Over the years there have been a few pretty good westerns on TV, but none ever stood up to the knight without armour in a savage land. I’m not sure if any of the shows from back then would stand up to today’s standards, especially when it comes to the sets and scripts. They were pretty simple and cardboardy back then. There have also been a lot of fishing and outdoor shows on television over the years. Almost all of the them have been produced in the U.S. and fall into the what I would call the “good ol’ boy” category. Most of them are hosted by guys with names like Lefty Crawdad or Marlin Jones.

It’s an endless parade of guys catching one bass after another – guys who insist on kissing fish on the mouth and laughing like – well, they sort of remind me of the movie Deliverance. There is even a cable channel now solely devoted to fishing shows. If they aren’t hosted by guys with outfits that make them look like racing car drivers, they are hosted by women who are constantly squealing throughout the entire show. Yes, I admit I’ve watched them – once.

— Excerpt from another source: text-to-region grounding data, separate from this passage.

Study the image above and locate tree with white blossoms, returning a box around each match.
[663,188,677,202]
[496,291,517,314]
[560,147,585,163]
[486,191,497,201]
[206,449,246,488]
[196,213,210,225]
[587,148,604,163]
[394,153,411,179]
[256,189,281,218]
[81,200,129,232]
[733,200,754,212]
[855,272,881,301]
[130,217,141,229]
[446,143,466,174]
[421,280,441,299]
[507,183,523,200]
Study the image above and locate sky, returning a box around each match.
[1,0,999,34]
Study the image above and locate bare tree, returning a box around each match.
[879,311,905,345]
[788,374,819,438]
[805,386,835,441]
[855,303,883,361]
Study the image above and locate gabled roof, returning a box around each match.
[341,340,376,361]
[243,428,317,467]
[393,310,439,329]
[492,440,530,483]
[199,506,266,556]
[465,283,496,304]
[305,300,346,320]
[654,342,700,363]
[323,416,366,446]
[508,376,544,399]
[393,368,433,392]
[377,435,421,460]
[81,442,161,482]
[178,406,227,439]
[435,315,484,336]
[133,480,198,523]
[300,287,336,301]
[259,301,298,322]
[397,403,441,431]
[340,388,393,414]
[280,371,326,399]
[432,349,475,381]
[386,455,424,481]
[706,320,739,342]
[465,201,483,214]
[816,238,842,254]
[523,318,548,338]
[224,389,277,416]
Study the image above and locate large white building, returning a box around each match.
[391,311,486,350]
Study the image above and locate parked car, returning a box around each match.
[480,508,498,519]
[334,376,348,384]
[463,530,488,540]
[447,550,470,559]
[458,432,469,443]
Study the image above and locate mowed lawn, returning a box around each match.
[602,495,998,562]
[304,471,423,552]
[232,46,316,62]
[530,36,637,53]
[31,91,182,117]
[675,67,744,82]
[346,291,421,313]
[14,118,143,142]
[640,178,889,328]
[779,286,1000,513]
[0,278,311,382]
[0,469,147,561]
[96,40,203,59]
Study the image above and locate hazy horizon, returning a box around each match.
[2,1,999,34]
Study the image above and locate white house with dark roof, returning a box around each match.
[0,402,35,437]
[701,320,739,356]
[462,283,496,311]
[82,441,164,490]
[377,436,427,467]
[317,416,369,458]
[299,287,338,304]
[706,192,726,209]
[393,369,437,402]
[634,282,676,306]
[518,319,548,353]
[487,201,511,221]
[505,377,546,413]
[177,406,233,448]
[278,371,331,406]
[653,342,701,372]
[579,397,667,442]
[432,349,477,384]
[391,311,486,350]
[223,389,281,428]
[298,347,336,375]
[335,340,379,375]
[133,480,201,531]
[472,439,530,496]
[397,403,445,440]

Having said all this, there are a couple of fishing shows I don’t mind. They’re on the Cottage Network. They are both hosted by the same person, a fellow from Quebec by the name of Cyril Chauquet. One is called The Fishing Adventurer and the other is Wild Catch. It’s sort of hard to tell but, to me, it appears to be the same show with two different names. Be that as it may, it/they are pretty good shows. He travels all over the world fishing for all sorts of exotic fish. (Some of the  best shows were filmed right here in Canada.) What I particularly enjoy is all the background and travel information that he adds to the show.

Instead of going out with big fancy charters, he usually goes out with locals in their pangas. Half the time it seems their outboard motors die or he loses ‘the big one’ just before he gets it to the boat. Either way, he’s a pretty likeable sort of guy and it/they are pretty down-to-earth fishing shows.

I don’t mind watching the occasional fishing show, although I must say I’d rather be out fishing in real life. When it comes right down to it, we’ve got some of the best fishing on the planet right here in the Interior. A lot of those guys who have fishing shows want to come here to fish for rainbow trout in our lakes, and salmon and steelhead in our world-class rivers.

Maybe one of these days, Cyril Chauquet will phone up and say he wants to go out fishing with me in my 12-foot aluminum car topper or, better yet, maybe he’ll say he wants me go come along with him when he is going to fish for rooster fish in Le Pas, Mexico, or tuna off the coast of Nova Scotia or the Azores. I’ll make sure my cell phone charged and somewhere in with my tackle box just in case.